Nikou works with surrealist strategies to transform everyday objects – food is a particular concern – into permanent forms imbued with new significance. The artist often casts her objects in metal, in particular. Neon is another favourite material.
The title work of the exhibition, a e i o u, 2012, is five bronze ‘fried’ eggs on the wall. At first they just look like eggs, and then you realise they are subtly shaped like the letters of the five vowels – the ‘e’ is formed by a double-yoker.
“That work in particular,” Morgan says, “really derives from [Nikou’s] frustrations with the limitations of verbal language… the most crucial letters are the vowels, which are like the building blocks of language, and she thought, well, maybe I’ll reduce the vowels down to an embryonic state and when she thought of an embryonic state she thought of unfertilised eggs.”
Though it’s not all food, of course, the exhibition also includes permanent renderings of gherkins, potatoes, toast and other sundries. Eating vessels such as cups and plates also figure strongly. Nikou says she can’t explain why she’s attracted to food as a subject matter.
“I don’t know what draws me to that and it’s funny because if there’s one thing I would probably try to avoid, it would be setting myself up as a kind of ‘kitchen artist’. But I just can’t seem to avoid those things that come to me.”
Morgan points to a few art historical precedents. “Many kinds of food and domestic objects are used significantly in surrealist art. You’ll find eggs as substitute bodies in Salvador Dali’s paintings, for example.” But these everyday objects are presented in an unexpected way in Nikou’s work.

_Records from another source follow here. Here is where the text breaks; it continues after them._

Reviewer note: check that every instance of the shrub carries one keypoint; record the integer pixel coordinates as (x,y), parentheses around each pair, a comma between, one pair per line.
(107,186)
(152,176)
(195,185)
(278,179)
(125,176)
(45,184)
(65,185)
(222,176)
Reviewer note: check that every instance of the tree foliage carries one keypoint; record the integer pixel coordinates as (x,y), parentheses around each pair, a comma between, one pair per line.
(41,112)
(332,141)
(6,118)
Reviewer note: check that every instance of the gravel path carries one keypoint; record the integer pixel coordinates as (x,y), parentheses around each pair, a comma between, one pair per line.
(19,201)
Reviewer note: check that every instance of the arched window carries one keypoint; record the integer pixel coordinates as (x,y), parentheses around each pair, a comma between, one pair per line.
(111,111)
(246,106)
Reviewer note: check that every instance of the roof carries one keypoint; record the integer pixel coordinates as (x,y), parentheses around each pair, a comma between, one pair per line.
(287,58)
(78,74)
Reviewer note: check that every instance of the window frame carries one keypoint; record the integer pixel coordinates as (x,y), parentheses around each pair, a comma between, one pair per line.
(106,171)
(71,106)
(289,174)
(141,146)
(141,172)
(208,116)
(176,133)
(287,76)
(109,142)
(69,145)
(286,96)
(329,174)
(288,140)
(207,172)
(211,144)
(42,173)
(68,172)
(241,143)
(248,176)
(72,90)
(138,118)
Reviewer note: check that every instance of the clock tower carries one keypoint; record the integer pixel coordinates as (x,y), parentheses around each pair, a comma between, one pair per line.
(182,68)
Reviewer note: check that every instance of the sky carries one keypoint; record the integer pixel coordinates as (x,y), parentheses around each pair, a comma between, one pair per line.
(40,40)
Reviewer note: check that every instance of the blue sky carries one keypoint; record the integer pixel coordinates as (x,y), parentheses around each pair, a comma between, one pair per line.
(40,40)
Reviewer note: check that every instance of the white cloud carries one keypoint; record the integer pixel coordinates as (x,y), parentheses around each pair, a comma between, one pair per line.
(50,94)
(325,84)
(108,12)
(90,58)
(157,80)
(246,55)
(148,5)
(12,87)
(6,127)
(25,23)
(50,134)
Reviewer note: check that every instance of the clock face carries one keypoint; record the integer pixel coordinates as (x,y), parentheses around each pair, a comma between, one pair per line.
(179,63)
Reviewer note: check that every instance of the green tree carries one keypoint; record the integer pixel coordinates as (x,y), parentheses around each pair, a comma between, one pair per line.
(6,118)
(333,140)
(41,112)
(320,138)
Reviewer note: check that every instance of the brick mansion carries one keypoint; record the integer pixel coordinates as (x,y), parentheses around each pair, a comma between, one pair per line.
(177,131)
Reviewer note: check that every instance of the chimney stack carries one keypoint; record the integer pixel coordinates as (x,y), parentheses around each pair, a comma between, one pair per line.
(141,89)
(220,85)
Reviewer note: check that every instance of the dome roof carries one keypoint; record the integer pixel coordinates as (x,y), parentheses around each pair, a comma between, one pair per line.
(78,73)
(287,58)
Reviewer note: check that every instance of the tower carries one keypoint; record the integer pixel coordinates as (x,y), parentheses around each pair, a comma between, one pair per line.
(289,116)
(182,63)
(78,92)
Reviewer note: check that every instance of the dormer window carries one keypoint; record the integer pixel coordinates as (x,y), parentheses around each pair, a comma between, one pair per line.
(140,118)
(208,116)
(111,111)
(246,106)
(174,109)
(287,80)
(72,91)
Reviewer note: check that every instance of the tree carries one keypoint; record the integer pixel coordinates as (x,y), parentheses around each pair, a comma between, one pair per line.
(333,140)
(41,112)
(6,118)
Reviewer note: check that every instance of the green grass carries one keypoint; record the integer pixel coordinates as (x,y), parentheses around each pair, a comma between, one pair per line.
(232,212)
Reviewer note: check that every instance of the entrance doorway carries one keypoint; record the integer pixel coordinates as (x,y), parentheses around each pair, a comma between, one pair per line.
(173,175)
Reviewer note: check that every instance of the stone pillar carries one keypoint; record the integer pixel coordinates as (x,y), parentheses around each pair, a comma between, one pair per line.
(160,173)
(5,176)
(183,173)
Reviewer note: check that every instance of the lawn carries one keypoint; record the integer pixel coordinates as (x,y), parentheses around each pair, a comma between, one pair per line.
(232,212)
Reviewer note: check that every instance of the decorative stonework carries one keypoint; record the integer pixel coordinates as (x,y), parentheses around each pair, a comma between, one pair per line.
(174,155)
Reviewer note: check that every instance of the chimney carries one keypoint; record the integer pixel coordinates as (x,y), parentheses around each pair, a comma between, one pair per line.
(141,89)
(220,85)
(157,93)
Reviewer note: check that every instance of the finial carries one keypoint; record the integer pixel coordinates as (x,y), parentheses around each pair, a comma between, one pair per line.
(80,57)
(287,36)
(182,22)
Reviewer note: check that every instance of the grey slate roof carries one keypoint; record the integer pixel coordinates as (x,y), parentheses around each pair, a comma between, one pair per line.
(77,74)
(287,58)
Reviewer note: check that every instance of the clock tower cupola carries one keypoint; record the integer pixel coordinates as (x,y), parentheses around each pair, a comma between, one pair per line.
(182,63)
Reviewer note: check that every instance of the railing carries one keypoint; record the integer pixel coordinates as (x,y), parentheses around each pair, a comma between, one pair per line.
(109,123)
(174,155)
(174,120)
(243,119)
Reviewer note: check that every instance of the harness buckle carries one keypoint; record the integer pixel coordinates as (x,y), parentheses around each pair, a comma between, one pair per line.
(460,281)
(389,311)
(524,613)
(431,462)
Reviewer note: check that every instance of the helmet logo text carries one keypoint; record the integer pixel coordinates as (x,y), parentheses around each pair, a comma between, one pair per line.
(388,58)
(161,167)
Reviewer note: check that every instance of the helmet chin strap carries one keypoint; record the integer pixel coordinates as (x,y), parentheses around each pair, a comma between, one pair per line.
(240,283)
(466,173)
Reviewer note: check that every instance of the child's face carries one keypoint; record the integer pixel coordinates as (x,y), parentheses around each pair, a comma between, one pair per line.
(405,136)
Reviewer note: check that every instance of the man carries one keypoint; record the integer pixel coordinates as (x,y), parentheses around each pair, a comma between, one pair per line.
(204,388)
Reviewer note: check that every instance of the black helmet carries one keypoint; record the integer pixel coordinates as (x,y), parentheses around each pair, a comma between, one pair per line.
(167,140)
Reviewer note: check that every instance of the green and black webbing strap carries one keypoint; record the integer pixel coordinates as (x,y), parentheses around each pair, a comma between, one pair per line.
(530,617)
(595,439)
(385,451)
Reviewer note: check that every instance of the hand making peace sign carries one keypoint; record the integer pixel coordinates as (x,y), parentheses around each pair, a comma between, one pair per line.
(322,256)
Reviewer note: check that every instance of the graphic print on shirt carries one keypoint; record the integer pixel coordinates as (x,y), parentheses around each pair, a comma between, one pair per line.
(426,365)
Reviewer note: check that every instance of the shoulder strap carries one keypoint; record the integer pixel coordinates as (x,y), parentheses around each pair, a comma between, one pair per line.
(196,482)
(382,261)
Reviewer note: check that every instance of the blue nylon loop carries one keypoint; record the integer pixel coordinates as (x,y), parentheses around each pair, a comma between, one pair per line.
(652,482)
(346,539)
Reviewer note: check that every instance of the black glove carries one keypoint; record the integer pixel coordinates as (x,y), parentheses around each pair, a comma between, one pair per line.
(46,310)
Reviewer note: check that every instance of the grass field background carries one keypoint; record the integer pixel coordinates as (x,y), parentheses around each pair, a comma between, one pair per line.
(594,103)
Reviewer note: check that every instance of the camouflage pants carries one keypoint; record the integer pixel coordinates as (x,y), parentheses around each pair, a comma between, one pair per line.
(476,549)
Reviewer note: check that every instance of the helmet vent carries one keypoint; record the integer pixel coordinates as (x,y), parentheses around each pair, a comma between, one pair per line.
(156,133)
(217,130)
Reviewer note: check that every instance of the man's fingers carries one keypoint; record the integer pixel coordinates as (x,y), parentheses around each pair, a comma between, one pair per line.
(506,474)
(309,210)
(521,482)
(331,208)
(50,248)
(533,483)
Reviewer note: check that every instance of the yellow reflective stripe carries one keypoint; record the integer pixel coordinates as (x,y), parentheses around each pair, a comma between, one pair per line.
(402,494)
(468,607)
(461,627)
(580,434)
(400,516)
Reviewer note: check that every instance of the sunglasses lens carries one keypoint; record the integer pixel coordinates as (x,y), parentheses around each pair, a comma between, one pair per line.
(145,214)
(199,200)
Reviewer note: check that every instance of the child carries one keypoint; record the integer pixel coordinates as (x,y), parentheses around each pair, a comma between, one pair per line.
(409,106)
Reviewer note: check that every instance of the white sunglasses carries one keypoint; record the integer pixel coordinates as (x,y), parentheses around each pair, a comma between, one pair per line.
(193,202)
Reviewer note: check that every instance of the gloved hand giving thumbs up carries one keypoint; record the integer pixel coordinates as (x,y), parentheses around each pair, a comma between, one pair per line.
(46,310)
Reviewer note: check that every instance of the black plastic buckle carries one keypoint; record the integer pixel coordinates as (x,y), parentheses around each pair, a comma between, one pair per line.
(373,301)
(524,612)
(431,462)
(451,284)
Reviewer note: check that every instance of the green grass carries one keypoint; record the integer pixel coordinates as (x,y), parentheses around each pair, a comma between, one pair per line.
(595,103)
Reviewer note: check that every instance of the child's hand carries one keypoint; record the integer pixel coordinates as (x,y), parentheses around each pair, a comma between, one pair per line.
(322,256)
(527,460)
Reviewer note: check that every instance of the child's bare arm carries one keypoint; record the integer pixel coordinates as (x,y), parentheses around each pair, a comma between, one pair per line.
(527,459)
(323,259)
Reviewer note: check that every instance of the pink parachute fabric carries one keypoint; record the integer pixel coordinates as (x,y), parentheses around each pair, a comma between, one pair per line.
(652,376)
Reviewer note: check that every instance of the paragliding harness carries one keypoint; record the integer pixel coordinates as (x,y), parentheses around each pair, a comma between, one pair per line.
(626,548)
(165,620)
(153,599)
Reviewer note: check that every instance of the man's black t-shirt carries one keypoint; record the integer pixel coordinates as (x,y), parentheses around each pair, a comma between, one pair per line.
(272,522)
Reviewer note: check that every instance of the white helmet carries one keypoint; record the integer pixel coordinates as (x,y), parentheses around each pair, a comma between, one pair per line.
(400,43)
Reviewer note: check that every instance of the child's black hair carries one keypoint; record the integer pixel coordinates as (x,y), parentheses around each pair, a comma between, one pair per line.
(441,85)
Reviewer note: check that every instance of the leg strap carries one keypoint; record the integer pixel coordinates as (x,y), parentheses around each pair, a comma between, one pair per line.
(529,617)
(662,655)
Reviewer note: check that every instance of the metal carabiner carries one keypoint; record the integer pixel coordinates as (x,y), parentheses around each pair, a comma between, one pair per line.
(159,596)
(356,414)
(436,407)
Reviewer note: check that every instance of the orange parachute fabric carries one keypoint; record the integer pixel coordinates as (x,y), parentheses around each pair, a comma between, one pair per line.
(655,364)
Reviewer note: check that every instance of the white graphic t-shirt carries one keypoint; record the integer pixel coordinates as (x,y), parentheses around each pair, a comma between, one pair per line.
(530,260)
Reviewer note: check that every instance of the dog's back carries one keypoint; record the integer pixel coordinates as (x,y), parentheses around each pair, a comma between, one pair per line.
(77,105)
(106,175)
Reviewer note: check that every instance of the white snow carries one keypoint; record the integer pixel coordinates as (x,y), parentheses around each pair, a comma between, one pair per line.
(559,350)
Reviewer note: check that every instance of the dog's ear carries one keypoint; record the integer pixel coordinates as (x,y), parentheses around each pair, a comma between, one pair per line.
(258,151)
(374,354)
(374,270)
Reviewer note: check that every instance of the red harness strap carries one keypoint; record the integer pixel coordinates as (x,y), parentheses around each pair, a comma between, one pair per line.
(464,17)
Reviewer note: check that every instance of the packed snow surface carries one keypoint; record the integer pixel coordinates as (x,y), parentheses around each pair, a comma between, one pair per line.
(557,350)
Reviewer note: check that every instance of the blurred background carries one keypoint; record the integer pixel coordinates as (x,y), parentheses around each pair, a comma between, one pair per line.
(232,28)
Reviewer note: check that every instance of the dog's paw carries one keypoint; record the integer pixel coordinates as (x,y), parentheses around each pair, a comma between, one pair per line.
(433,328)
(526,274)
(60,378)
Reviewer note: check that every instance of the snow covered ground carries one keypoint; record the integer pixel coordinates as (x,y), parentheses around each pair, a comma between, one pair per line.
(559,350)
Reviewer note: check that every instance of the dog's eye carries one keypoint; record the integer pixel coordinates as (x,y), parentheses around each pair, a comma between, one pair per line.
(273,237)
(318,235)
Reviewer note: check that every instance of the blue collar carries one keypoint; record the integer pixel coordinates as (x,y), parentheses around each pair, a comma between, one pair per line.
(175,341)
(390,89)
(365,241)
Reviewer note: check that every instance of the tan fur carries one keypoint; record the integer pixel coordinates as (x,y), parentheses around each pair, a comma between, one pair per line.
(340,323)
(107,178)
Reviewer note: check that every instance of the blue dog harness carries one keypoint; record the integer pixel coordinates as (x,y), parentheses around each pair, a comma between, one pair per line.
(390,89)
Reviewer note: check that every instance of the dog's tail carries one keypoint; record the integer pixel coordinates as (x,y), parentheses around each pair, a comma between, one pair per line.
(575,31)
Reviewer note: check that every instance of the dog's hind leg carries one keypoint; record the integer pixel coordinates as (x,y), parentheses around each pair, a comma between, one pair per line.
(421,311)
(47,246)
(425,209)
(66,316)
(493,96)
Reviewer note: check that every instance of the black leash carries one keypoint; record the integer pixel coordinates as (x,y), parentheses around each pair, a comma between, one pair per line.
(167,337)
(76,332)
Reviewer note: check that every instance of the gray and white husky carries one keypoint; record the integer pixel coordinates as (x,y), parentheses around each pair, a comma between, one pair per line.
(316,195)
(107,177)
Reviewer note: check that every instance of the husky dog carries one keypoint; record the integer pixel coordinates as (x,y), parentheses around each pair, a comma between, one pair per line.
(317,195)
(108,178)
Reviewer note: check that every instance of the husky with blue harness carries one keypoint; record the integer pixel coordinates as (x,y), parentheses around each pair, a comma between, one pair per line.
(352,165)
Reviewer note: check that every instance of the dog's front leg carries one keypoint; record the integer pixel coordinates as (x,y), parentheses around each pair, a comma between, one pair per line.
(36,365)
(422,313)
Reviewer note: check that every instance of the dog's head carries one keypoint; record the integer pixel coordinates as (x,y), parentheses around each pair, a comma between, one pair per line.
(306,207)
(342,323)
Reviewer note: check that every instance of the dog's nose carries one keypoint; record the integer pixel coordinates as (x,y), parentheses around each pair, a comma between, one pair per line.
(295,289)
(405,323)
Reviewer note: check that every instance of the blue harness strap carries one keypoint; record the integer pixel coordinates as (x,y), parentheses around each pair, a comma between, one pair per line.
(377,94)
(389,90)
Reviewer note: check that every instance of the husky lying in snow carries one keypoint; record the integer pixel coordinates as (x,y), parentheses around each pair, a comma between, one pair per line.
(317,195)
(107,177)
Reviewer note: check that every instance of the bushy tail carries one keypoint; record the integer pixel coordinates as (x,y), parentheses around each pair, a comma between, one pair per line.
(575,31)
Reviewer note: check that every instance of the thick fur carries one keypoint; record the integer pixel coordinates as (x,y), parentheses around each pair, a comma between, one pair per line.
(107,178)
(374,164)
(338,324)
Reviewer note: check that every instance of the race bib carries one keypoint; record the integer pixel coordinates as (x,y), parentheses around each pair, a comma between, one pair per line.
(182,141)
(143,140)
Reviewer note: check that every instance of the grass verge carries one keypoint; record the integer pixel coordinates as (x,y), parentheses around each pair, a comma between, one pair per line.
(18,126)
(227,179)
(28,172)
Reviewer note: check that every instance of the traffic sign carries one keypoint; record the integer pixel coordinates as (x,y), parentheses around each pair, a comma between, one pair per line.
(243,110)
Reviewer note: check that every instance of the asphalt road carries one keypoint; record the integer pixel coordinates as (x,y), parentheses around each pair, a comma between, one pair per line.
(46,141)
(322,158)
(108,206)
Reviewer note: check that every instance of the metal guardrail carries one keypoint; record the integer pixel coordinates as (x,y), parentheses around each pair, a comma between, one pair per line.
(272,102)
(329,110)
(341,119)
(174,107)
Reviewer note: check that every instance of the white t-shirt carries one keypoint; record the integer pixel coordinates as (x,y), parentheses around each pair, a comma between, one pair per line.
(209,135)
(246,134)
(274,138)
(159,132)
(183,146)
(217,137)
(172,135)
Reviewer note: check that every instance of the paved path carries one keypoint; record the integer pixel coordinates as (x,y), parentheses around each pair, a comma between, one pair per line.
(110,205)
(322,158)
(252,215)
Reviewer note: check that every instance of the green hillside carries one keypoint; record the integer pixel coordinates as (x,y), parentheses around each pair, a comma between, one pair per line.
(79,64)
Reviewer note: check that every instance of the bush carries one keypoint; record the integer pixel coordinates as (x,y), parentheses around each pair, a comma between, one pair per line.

“There’s an element of humour involved as well, and the way she selects and casts ordinary objects, you can find examples of other artists doing that, especially in the Pop era. Jasper Johns did beer cans and Claes Oldenburg did hamburgers and giant lipsticks and so forth. Michelle’s work is embedded in that tradition as well, as well as in the domestic traditions of artists like Louise Bourgeois and Eva Hesse.”